Ahí, dice, nadie tiene que quedarse. Pero muchos se quedan. Tal vez sea porque se manejan con reglas laxas que sin embargo tratan de cumplir, porque son las que mantienen el organismo vivo. Como la literatura, dice, donde hacen falta pequeñas coerciones que a uno lo obliguen a cambiar de actitud. Uno tiene que ponerse normas. O las inventa o toma alguna que exista y le da un uso supuestamente equivocado; pero no para sus propios fines. Uno viene escribiendo, sigue escribiendo, con su idea, se deja arrastrar. Pero, como tiene que cumplir un requisito, entonces modifica la frase, y con eso modifica el rumbo de la historia. “O a veces el mecanismo funciona solo y uno se tiene que entregar a eso. Entonces, digamos, hace abandono de sí mismo.
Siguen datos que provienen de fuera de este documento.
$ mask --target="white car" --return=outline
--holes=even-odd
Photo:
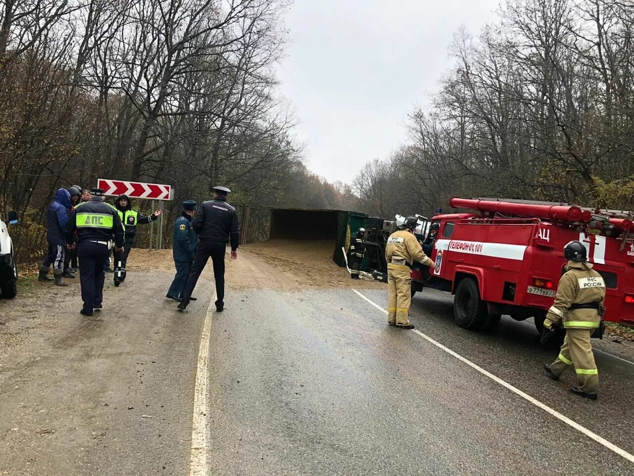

Y algo parecido sucede en estas formas de organización entre muchos. Cumplís las reglas y el acuerdo con los demás. Y lo más interesante de eso es que, al contrario del facebook, el yo tiene cada vez menos importancia. No es que desaparezca, más bien, la prueba es la temperatura de algunas discusiones. Pero hay que conversar con todos, hay que mantener el conjunto vivo, hay que mantener el texto vivo más allá de lo que uno cree. Y en el jazz sucede lo mismo. La pieza tiene que salir adelante, en un acuerdo con lo que está produciendo el equipo pero sobre todo en un abandono al mecanismo de la misma pieza. Eso es lo que uno oye en Coltrane. Hay expresividad, pero llega un momento en que él no es dueño de su expresividad, lo que está expresando es lo que le arranca eso que él está tratando de hacer con lo que la música le ordena. Si es un gemido es un gemido, si es un salto de undécima que suena mal lo es. Y al mismo tiempo hay una conciencia que está operando, al mismo tiempo no puede dejar atrás la sección rítmica que lo está sosteniendo. Eso puede pasar con el grupo entero, como en los combos de Mingus, cuando la inventiva furibunda de él los arrastra a todos y Eric Dolphy se desenfrena”.

Por esos días, yo estaba leyendo Gongue, la última novela de Marcelo, que trata sobre una inundación. Las cosas que quedaron bajo el agua deben ser cuidadas; acompañadas. Las cosas bajo el agua también necesitan testigos. Empieza así: “El agua está quieta. Yo soy muy poderoso”. Pero el vigía, Gabelio Támper, irá descubriendo que la quietud es solo aparente y que también, entonces, lo es su poder. Gongue es la historia de esa inquietud que se cuece. Los pájaros, por ejemplo, que pasan; un levísimo aumento de la temperatura; las plantas flotantes: “Islotes forman al juntarse esos vegetales, con forma de corazón las enormes hojas, y entre los tallos llevan escondida la flor blanca que se abre mostrando más pétalos y más dentro de los anteriores. A veces, estropea esa preciosura una rata que, no bien descubierta, retrae el morro para mostrar los dientes. Con los saltitos del bicho náufrago la planta se balancea. Aunque también podría deberse el balanceo al roce de un pescado por la parte de abajo”.

Salimos del bar, empezamos a transpirar enseguida. El aire, húmedo, huele a basura. Algunas calles están cortadas a raíz de una protesta. Marcelo se olvidaba un libro, dice que igual no importa porque Luis Alberto, el fanático de Spinetta, se lo guarda.